Our next excitement was seeing a hippo out of the water grazing. Simon, our guide, said it was unusual not only for the time of day but also the season. Turned out that wasn’t all the hippo entertainment we would get. We found two other hippos somewhat submerged by the edge of the island when one began backing up and put its rump in the air, began spinning his tail around while simultaneously shitting. Needless to say it went everywhere! Well! Simon said he wanted to tell us why the hippos did that so here’s what he related:
“When hippos were being created in the animal kingdom they asked to be water creatures. They were told no, because they were so large they’d eat all the fish. The hippos responded that they’d be vegetarians and to prove it they would poop so everyone could see that there were no fish bones in it”.
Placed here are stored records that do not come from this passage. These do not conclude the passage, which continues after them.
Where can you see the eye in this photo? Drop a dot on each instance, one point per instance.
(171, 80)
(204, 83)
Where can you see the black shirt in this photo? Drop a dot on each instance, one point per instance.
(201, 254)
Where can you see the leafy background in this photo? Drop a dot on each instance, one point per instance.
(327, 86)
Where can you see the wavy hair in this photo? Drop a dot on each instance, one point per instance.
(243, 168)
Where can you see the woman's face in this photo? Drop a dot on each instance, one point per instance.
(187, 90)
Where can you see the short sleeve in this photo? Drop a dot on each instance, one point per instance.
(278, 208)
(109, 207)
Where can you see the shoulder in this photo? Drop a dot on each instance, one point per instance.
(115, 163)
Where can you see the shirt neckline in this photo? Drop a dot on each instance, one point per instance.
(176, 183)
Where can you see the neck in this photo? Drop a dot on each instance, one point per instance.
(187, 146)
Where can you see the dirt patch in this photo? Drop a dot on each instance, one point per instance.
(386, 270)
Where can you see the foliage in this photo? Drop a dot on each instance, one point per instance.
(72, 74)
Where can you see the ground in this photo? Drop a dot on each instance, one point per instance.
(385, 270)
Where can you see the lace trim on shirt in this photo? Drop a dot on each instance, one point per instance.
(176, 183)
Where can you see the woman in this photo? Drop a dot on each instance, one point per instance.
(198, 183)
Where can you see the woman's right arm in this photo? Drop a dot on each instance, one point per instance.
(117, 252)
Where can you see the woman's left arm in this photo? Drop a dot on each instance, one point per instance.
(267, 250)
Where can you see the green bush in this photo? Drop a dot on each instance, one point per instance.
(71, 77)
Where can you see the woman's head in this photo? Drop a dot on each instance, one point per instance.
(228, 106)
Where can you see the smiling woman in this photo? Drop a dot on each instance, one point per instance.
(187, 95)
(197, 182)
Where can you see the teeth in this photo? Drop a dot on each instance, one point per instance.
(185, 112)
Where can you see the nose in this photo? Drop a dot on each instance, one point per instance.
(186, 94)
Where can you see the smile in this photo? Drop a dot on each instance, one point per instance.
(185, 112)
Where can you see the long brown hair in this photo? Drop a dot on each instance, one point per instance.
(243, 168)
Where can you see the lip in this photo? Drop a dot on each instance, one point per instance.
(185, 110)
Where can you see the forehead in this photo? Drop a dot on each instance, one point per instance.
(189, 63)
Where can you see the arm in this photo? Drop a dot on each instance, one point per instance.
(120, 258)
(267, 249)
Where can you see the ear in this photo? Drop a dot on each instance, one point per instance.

Ha! And they are just grass eaters.
As before we saw loads of amazing birds including the blacksmith plover, the goliath heron, the white egrets and so many more. Another unusual sighting was the puku antelope, a rare one that’s only found in this area.
The cruise ended with our usual Sundowner drinks while watching the sunset. Back to shore then back to their lodge where dinner awaited. We asked Marion to join us as they had her seated by herself. She was delightful company telling us about her many trips to Africa over almost 50 years.